Published online by Cambridge University Press: 07 September 2010
For many years, the decade following World War II existed in a no-man's land between economics and economic history. The period did not yet qualify as history for a generation of scholars who had lived through it and for whom access to the archives was barred by thirty-year rules and various and sundry bureaucratic obstacles. It was too remote to be of interest to economists whose forays were frustrated by the fact that organizations like the International Monetary Fund only began to generate consistent time series on economic performance in the 1950s.

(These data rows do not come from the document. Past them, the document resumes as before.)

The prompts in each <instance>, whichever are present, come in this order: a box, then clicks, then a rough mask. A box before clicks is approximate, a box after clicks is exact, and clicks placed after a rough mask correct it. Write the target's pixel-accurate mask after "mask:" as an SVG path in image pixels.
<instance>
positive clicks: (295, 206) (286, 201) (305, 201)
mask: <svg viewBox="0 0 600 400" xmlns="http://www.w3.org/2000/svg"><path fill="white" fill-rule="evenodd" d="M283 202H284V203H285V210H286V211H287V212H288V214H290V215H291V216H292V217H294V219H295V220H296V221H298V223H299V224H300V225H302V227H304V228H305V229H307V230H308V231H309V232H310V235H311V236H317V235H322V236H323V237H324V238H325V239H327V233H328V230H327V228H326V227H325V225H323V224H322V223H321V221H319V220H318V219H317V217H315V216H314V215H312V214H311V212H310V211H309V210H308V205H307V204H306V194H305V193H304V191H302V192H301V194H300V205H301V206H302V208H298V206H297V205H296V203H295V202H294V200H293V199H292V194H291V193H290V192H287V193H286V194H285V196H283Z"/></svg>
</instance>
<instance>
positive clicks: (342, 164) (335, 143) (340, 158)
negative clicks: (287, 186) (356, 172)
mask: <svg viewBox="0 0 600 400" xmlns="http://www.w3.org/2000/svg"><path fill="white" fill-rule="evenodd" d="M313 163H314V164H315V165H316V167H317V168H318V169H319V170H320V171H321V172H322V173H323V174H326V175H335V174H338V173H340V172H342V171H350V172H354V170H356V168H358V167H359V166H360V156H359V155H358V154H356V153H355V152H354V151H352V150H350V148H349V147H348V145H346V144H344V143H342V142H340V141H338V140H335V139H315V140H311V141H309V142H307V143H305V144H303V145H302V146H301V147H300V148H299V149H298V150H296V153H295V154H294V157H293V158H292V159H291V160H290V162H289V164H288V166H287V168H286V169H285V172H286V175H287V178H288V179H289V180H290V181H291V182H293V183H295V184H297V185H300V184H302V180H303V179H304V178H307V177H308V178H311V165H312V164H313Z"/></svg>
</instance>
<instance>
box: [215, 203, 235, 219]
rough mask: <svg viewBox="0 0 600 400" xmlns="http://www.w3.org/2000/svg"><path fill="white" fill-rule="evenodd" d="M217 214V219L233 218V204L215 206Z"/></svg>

Recently, however, this began to change. The end of the Cold War heightened interest in the origins of the conflict. The archives opened, due not just to the ineluctable forward march of the thirty-year rule but also because the fall of the Berlin Wall made available new materials. For economists, the Single Market Program and the Maastricht Treaty awakened interest in the post-war origins of European economic integration. The difficulties of economic adjustment in the formerly centrally planned economies of Eastern Europe led to a quest for precedents in Western Europe's successful post-World War II recovery. The 50th anniversary of the Bretton Woods institutions raised the question of whether the time was ripe for their reform and directed attention toward their post-war origins.
The essays collected in this volume speak to these issues. Most of all, however, they seek to clearly depict the contours of Europe's post-war recovery, expose the role of international institutions, and contrast the very different national experiences.